Yes, he could make me a pair of glasses. We just had one small problem: my prescription was at home. It was also at my eyeglass store at home, which refused to forward it to the store I was in despite the fact that I was hours from home and therefore couldn’t patron their store. That seemed unnecessarily dick-y, no? But that was their policy: they wouldn’t forward my prescription, even in an emergency, to a competitor despite my promise to buy a new pair of glasses at their shop when I got home.
So I called my eye doctor to have her fax the prescription to the store. Only their fax machine wasn’t working. So Josh drove home and took a photo of my prescription, which the eyeglass store accepted. The man had passed me off with a woman who REFUSED TO HELP ME PICK A PAIR OF GLASSES. She insisted that she was not allowed to help me choose. What is her job except to help people choose glasses? She kept telling me to choose what I liked, except I had no clue what I liked.
So I grabbed the cheapest frames and sat down to make the rest of my choices, crying the entire time.

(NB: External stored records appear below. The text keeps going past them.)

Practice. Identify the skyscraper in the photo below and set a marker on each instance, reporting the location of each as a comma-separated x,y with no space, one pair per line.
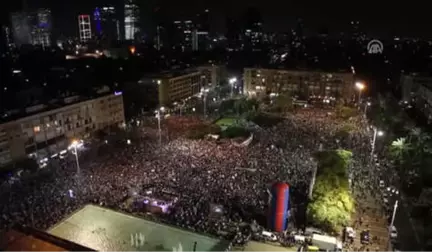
84,26
32,27
183,34
253,28
41,28
106,22
132,14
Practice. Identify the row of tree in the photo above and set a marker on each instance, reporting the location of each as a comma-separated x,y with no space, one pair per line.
332,204
410,149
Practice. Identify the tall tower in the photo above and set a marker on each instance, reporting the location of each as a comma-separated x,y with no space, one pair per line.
132,14
32,27
41,27
84,26
97,19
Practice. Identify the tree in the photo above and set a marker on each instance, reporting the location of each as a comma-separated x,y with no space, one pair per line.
399,148
200,131
283,103
243,105
344,112
332,203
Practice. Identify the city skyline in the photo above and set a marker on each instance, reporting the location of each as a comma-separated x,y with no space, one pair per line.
380,20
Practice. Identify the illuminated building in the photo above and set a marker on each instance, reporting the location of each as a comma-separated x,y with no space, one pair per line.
131,14
253,34
43,130
41,32
212,75
417,91
32,27
184,34
166,88
306,84
106,22
84,26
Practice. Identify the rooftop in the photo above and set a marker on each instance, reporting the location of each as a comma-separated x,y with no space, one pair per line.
253,246
29,239
15,114
106,230
173,73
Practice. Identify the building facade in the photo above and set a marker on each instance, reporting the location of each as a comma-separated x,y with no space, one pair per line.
32,27
166,88
131,22
107,24
84,27
45,132
212,75
417,90
305,84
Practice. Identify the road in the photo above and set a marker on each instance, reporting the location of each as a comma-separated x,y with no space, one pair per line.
407,235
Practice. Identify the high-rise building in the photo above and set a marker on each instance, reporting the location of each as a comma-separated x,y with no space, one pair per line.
253,34
84,26
5,38
45,130
131,22
305,84
107,24
41,32
32,27
184,33
203,21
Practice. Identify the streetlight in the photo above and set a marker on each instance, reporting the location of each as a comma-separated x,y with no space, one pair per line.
368,104
360,86
158,116
376,133
232,81
204,92
74,145
394,215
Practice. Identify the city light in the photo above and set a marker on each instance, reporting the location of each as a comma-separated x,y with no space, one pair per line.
132,49
232,80
360,86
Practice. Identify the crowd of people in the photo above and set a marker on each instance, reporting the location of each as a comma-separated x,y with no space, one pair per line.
200,173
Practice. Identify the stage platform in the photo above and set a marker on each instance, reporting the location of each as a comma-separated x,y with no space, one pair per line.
106,230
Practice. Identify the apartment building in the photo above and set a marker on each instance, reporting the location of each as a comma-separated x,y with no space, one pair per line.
43,130
260,81
166,88
417,90
212,75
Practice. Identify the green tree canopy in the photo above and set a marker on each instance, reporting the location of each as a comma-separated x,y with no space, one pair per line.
200,131
332,203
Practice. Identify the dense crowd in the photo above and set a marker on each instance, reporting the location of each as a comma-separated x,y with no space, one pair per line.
199,172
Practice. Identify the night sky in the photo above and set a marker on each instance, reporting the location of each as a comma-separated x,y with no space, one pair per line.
399,18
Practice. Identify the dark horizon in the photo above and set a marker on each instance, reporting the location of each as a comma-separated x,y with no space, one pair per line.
380,20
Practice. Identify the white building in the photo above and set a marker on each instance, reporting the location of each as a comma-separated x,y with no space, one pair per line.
43,130
261,81
132,14
417,89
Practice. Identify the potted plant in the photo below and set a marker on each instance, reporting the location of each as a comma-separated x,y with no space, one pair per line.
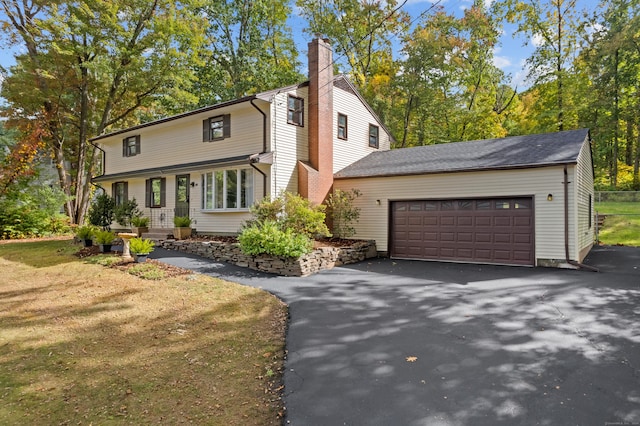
85,234
181,227
104,240
140,248
139,225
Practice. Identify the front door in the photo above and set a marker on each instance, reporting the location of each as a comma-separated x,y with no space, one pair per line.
182,195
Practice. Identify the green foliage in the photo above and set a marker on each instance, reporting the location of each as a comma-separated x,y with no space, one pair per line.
101,212
141,245
267,237
291,211
32,212
104,237
86,232
342,212
182,221
127,211
140,221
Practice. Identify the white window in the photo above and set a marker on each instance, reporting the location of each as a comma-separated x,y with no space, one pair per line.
230,189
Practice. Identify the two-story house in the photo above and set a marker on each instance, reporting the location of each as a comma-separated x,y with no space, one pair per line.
523,200
214,163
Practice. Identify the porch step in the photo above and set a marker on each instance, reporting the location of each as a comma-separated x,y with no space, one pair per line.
158,233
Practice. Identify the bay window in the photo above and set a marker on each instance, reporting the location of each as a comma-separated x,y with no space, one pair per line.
230,189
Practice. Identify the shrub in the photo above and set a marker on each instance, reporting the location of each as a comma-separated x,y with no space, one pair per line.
126,211
291,211
182,221
105,237
342,212
266,237
85,232
101,212
141,246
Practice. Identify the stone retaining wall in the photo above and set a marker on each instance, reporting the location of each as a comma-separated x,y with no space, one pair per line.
319,259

By the way, the twins were just staring off into space this entire time. Sometimes the ChickieNob rubbed my back, but mostly they just stood there silently, watching their mother unravel.
I had a long, annoying discussion with the woman over which lens to get. I kept explaining to her that I needed the same lens that had been in the old glasses, and she could give me that, but did I want something different? No. I wanted those lens. I needed those lens. They helped me see at night. Could she just give me the lens I wanted? Please? I can’t seeeeeeeeeee.
They started making my glasses, and the kids and I went to sit in what may be the most depressing food court in the world. They were selling milkshakes with Slim Jims in them. Yes, you read that correctly. They were selling “meatshakes.” I had to sit with my back to the sign. The kids took one for the team and faced it.
An hour later, I went back to the store to pick up the ugliest glasses in the world. The kids kept trying to make me feel better by telling me that they weren’t hideous, but I could look in the mirror and see them. They were enormous and didn’t fit my face. They kept slipping down my nose. And, frankly, I looked like Christian Bale in American Hustle.
But they worked. I could drive us back to the hotel.
So now I am the owner of the world’s ugliest glasses. I’m not wearing them because I had a second pair of glasses at home. And that is the point of this post. If you cannot see, as I cannot see, you should not travel without a backup pair of glasses. Buy a cheap pair right now during the back-to-school sales. They don’t need to be gorgeous, they just need to be functional.
Make sure you always have a copy of your prescription. Take a photo of it and keep it on your phone, or scan a copy of it to keep on your phone, or bring a hard copy just in case. (In my case, I may do all three.) Make sure you keep your prescription up-to-date. Most places will not accept a prescription that is more than two years old.
Make sure you know the location of the nearest eyeglass store to your vacation spot. Keep a travel tool kit for fixing small issues like a lost screw, but also know where you can go to fix your glasses OR get an entirely new pair of glasses. Not that you’ll need to do this because you’ll be traveling with a second pair of glasses, right?
Please learn from my mistakes.
All is well that ends well with ugly glasses because we got one hour on the beach; just enough time for a gaggle of 60-year-old men to Periscope us without our permission.
Though I’m joking about the incident now, I think the most disconcerting part was how many unhelpful and uncaring people I encountered in a single day. People who just stood there and watched me cry, or who refused to help even though they were in a position where they could help. That’s the part that sucked the most.